Christopher Armstead

Abel Ferrara’s follow up to ‘The King of New York’ which in my opinion is the eclectic director’s best film - and I didn’t think it was all that good - came this film, the incredibly controversial NC-17 rated ‘Bad Lieutenant’. To show you how jaded we… or at least I have become, I’m watching this the other day wondering what in the hell was in this movie to warrant an NC-17 rating. Raping a Nun? Harvey Keitel going full frontal? Rampant drug use? Bad stuff for sure but the equivalent of an X rating… I don’t know about that. Regardless, this particular film has divided people with one side calling it ‘Genius’ with the other calling ‘Trash’. Personally I don’t what to call this.
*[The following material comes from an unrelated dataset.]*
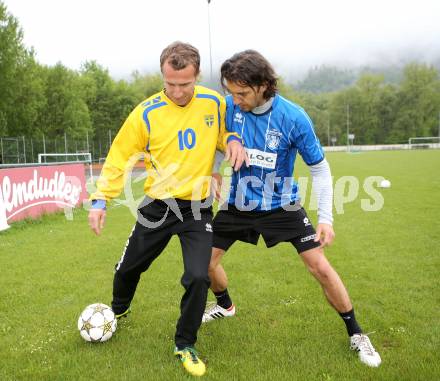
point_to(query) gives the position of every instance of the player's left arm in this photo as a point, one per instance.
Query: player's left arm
(323, 187)
(310, 149)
A great performance by Harvey Keitel surrounded by a lot of seemingly disconnected scenes leading to virtually nowhere and culminating into confusion? Perhaps. But it does go somewhat deeper than that I think.
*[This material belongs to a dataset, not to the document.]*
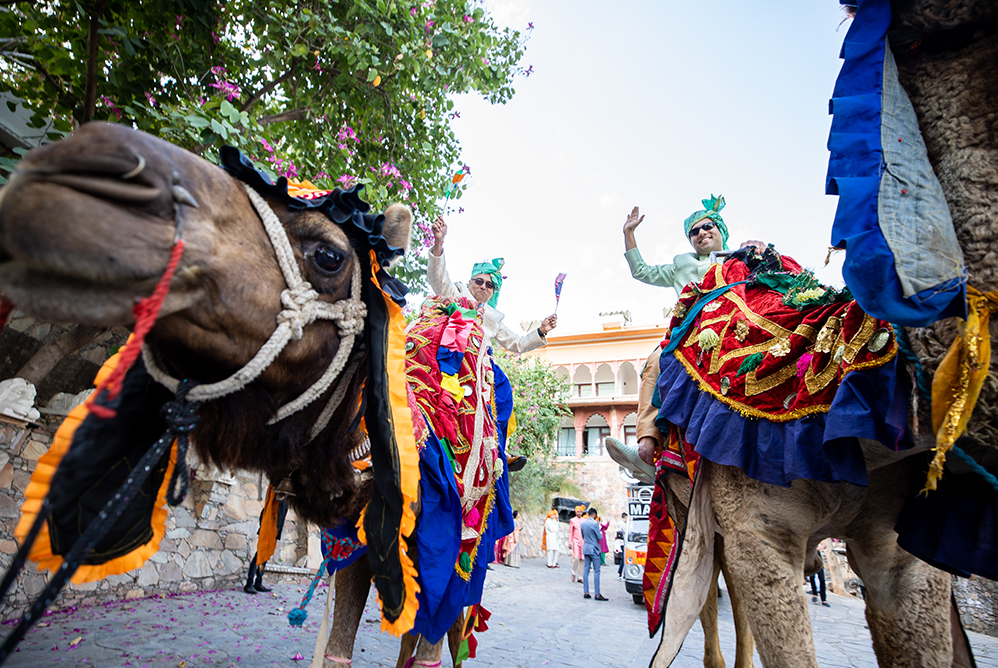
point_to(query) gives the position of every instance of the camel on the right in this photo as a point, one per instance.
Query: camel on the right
(910, 510)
The Lieutenant (Keitel) is a bad man. The question when discussing the character of The Lieutenant is what vice doesn’t he possess as opposed to what his actual addiction is. He snorts massive amounts of cocaine, he freebases, he injects, he 8-balls, he drinks on the job, he’s an adulterer, a sexual deviant, a partaker of prostitutes, a gambler, a bookie, a thief, a drug dealer and damn if it’s not even lunch time yet. He attempts to steal drugs from slain drug dealers, he cajoles teenaged girls into helping him self pleasure himself, he shakes down petty thieves for spare change and so taking all this into consideration, Harvey Keitel’s Lieutenant could very well be the most un-redeeming character in the history of movies.
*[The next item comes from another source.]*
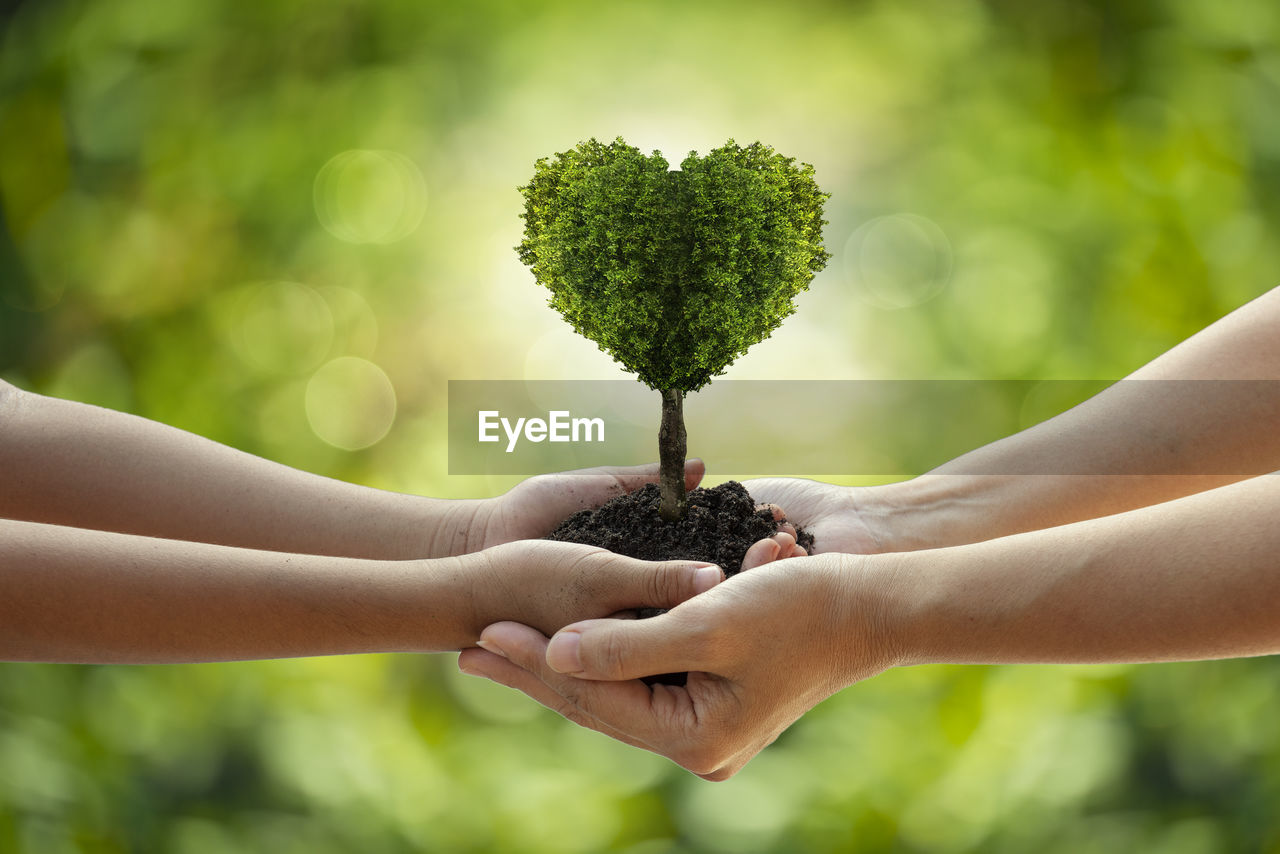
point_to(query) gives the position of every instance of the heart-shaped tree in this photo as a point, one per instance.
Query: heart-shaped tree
(673, 273)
So amidst all his vices The Lieutenant’s most damaging vice is his gambling problem and against the back drop of what I am guessing is Ferrara’s reimagining of the 1988 baseball National League Championship Series, The Lieutenant starts to lose what little control he has. Up fifteen large with the Mets down 3-0 he figures that there’s no way the Metropolitans win another game and he lets it all ride to catastrophic effects. In

between this gambling meltdown a nun is brutally raped by a couple of young men in the parish which has moved The Lieutenant in someway, though I’m not sure in what way exactly. Most perplexing to The Lieutenant is that the nun knows who her attackers are and is refusing to divulge their identities saying that she has already forgiven their sins, a concept that The Lieutenant simply can’t get with. Hell, I can’t either. By now what little life The Lieutenant had is destroyed as his drug addiction is out of control, his career is in ruins, and he’s in hock to the worlds most dangerous illegal book maker to a rather healthy amount of coin, with his goal now being absolution. Good luck with that Bad Lieutenant.

It seems that Ferrara shot a lot of this movie without any structure and it certainly shows in its free form style. There really isn’t a story to speak of as we just follow Keitel through one self destructive act to another to yet another. It appears to me when constructing this film that Abel Ferrara had a beginning and he had a point that he wanted the character of The Lieutenant to get to but not a hell of a lot else in between… other than watching his team actually win the pennant as opposed to what really happened back in 1988. Gotta love the power of movies.

However, recognizing that ‘Bad Lieutenant’ is lacking in a substantive narrative doesn’t mean that it isn’t without substance. It is satisfying watching Harvey Keitel work and observing the various layers of confusion he is able to insert into his character. Even The Lieutenant’s efforts towards absolution are critically flawed. It was a bit much though, in the final examination watching the character of The Lieutenant do all of these self destructive acts because how much do we actually need to see to get the idea the man just isn’t any good? I get it already… he’s a drug addict. How many times do I need to watch the man snort and inhale and imbibe and inject to finally get the idea that he’s a self destructive drug addict? By the time the movie winds down to it’s conclusion, what probably should have been more subtle and possibly even a bit murkier was heavy handed and obvious. The assaulting religious imagery and the Lieutenant’s acts of contrition led to the simple conclusion of the Lieutenant as a Christ-like figure, complete with his self-sacrifice. It was all a bit overbearing and ham-fisted if you ask me.

Nonetheless, despite the fact that ‘The Bad Lieutenant’ is one of most unpleasant movies ever made, it is worthy for the landmark performance given by Harvey Keitel who electrifies the screen in a movie that truly leads to almost nowhere.